25/07/2016 – Le bozze della riforma Madia: dirigenti pubblici in prova per 3 anni. Governo al lavoro sul decreto. I nodi non sciolti.

Le bozze della riforma Madia: dirigenti pubblici in prova per 3 anni. Governo al lavoro sul decreto. I nodi non sciolti.

di Andrea Bassi. 

Il governo è al lavoro sul decreto di riforma della dirigenza pubblica. Il testo potrebbe essere portato in consiglio dei ministri prima della pausa estiva. La delega scade il prossimo 29 agosto, e l’intenzione del ministero della funzione pubblica, sarebbe quella di non chiedere una proroga come è accaduto con altri pezzi della riforma della pubblica amministrazione che porta il nome del ministro Marianna Madia. Alcune bozze del testo già circolano, ma ci sono dei nodi politici che ancora non sono stati sciolti. Come per esempio, la responsabilità esclusiva dei dirigenti davanti alla Corte dei Conti per atti da loro compiuti, che potrebbe lasciar fuori invece, eventualmente, i vertici politici che danno gli indirizzi alla macchina amministrativa. Per il resto molti punti della riforma avrebbero già assunto una loro forma. Alla dirigenza si potrà accedere in due modi: o attraverso un concorso pubblico, oppure attraverso un corso-concorso.

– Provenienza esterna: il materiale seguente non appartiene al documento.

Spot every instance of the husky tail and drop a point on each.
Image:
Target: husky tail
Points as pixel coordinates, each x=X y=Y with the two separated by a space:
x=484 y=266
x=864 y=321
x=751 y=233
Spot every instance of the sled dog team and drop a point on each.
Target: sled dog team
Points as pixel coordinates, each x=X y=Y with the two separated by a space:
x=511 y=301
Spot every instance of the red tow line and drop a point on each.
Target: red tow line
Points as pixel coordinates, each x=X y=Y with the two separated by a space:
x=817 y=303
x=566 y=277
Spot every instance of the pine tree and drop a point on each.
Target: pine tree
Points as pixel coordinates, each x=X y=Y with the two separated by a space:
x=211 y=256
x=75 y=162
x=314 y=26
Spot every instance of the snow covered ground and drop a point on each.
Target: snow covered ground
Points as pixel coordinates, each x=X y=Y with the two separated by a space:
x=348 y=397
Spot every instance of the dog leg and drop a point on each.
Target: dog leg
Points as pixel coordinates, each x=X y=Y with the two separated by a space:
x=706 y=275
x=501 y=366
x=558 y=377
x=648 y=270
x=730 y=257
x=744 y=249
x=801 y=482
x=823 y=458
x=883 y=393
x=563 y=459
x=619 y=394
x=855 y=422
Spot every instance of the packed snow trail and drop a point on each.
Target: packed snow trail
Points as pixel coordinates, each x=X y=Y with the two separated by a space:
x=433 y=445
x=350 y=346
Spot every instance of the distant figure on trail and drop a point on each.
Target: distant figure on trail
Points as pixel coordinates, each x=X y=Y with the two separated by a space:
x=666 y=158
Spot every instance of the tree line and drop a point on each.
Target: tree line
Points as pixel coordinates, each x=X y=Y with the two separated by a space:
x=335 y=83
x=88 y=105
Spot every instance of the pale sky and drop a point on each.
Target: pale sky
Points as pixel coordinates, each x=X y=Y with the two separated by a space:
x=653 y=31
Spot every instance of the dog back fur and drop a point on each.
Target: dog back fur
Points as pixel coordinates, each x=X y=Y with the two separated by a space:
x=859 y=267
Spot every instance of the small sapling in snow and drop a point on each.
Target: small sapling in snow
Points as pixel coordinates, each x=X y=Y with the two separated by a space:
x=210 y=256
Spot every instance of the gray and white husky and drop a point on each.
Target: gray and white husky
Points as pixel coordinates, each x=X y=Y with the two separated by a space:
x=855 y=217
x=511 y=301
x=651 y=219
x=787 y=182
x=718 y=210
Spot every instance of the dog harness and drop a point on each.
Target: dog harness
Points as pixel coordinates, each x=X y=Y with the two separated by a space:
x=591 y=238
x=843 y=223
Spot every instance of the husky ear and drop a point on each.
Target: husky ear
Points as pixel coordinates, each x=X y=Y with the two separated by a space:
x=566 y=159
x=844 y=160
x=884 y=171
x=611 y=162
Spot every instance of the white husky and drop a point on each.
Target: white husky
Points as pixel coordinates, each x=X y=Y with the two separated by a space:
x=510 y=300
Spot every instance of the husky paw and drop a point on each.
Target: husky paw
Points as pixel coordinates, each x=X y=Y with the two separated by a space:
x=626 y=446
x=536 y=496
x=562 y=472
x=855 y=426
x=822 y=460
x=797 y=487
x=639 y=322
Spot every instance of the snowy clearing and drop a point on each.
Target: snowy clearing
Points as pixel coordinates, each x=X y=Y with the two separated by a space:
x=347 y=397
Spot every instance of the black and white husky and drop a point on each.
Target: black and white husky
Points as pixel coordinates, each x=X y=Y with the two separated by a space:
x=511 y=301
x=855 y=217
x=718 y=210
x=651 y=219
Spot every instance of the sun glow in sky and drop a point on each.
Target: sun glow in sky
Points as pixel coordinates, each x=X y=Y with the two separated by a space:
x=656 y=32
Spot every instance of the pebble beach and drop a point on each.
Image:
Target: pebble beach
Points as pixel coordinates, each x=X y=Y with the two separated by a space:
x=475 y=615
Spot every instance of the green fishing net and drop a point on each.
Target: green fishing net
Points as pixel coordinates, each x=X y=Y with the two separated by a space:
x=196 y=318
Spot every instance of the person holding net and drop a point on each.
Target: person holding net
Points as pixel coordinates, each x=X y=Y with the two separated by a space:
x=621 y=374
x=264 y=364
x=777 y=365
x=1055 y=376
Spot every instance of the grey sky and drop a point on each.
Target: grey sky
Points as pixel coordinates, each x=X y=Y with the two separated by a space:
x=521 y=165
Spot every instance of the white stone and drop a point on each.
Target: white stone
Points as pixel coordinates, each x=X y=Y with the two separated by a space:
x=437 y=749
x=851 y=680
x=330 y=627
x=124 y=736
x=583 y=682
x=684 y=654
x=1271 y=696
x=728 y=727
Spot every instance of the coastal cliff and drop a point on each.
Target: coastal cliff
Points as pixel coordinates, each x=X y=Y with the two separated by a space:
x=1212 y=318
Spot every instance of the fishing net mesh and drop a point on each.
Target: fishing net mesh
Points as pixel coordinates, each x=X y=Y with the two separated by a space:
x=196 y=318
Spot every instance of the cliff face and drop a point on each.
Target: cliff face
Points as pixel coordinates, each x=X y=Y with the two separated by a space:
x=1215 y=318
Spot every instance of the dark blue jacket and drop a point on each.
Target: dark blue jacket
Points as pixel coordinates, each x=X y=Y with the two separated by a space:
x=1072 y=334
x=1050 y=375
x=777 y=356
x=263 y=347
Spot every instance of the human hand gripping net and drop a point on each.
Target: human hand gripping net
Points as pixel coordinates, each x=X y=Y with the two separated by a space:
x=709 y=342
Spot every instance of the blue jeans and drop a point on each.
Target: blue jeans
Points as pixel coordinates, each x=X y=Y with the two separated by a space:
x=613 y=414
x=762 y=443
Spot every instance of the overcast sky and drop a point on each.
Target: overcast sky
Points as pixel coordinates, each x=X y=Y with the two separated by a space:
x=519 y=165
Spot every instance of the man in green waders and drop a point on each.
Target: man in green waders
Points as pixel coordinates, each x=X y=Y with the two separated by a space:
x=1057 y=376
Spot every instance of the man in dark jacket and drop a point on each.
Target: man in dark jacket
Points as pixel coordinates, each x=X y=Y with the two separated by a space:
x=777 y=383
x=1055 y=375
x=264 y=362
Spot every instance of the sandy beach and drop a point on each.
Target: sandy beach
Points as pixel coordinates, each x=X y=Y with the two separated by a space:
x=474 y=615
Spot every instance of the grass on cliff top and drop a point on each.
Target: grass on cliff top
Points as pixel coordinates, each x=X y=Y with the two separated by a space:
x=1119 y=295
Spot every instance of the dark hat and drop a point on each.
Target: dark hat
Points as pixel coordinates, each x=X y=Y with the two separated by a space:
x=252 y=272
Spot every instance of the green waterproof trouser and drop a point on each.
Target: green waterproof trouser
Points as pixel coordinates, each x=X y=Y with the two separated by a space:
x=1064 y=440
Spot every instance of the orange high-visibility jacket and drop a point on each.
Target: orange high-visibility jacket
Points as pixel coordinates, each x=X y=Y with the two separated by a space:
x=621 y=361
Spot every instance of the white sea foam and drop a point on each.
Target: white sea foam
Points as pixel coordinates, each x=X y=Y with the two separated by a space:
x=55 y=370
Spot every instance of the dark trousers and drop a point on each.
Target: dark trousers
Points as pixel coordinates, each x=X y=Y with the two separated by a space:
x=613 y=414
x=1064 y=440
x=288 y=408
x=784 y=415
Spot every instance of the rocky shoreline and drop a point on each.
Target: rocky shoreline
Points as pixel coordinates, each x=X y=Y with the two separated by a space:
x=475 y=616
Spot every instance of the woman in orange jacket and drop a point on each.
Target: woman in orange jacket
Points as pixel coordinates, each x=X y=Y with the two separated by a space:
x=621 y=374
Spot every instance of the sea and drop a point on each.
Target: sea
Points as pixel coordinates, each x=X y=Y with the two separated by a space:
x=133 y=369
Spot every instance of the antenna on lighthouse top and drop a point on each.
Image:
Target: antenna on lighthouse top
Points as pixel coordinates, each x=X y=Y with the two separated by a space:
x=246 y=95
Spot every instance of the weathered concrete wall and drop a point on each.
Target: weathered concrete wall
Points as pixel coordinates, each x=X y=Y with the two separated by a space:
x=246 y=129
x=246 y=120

Il primo, in pratica, è riservato ai funzionari pubblici che hanno almeno cinque anni di servizio, oppure hanno un dottorato di ricerca o un master di secondo livello, oltre a coloro che hanno ricoperto incarichi dirigenziali per almeno cinque anni. Il corso-concorso è invece la strada di accesso alla dirigenza per chi non è già un dipendente della pubblica amministrazione. Ma per partecipare non sarà sufficiente avere la laurea. La bozza di provvedimento prevede che sia anche necessario un dottorato di ricerca o un master di secondo livello presso un’università italiana o straniera.

LE NOVITÀ

L’altra novità è che i dirigenti entrati per concorso, saranno in prova per tre anni. Alla fine di questo primo periodo, dovranno sottostare ad una valutazione e potranno rimanere in carica solo se la passeranno. Coloro che entrano con il corso-concorso, invece, saranno assunti come funzionari, e potranno diventare dirigenti anche loro dopo tre anni e a valle di una valutazione. I dirigenti, poi, saranno licenziabili. Chi rimarrà senza incarico, si vedrà corrisposta solo la parte tabellare della retribuzione. Per ogni anno fuori dagli organigrammi, poi, subirà un taglio dello stipendio del 10%. Dopo sei anni nei quali non è riuscito a trovare una collocazione, il dirigente pubblico, sempre dopo una valutazione negativa sull’ultimo incarico ricoperto, potrà anche essere licenziato. L’unica via d’uscita per rimanere nei ranghi della pubblica amministrazione, sarà quella di accettare una retrocessione a semplice funzionario. I dirigenti, poi, dovranno centrare tutti gli obiettivi che verranno assegnati. Chi manca i target avrà una decurtazione della parte variabile della retribuzione che potrà arrivare fino all’80%.

Tutti gli incarichi dirigenziali, poi, saranno a tempo. Non potranno durare più di quattro anni, prorogabili una sola volta e dopo una valutazione positiva dell’operato, per un periodo massimo di altri due anni. È il principio della rotazione. Siccome tutti i dirigenti dello Stato saranno inseriti in un unico ruolo, questo significa che dovranno spostarsi anche da una amministrazione ad un’altra, per esempio dall’agenzia delle entrate a un ministero, o viceversa.

In attesa che il decreto sulla dirigenza pubblica venga limato, prima della pausa estiva un provvedimento che arriverà per l’approvazione definitiva sul tavolo del consiglio dei ministri, è quello sulle partecipate che, nelle intenzioni del governo, dovrebbe portare ad una riduzione da 8 mila a mille delle controllate pubbliche.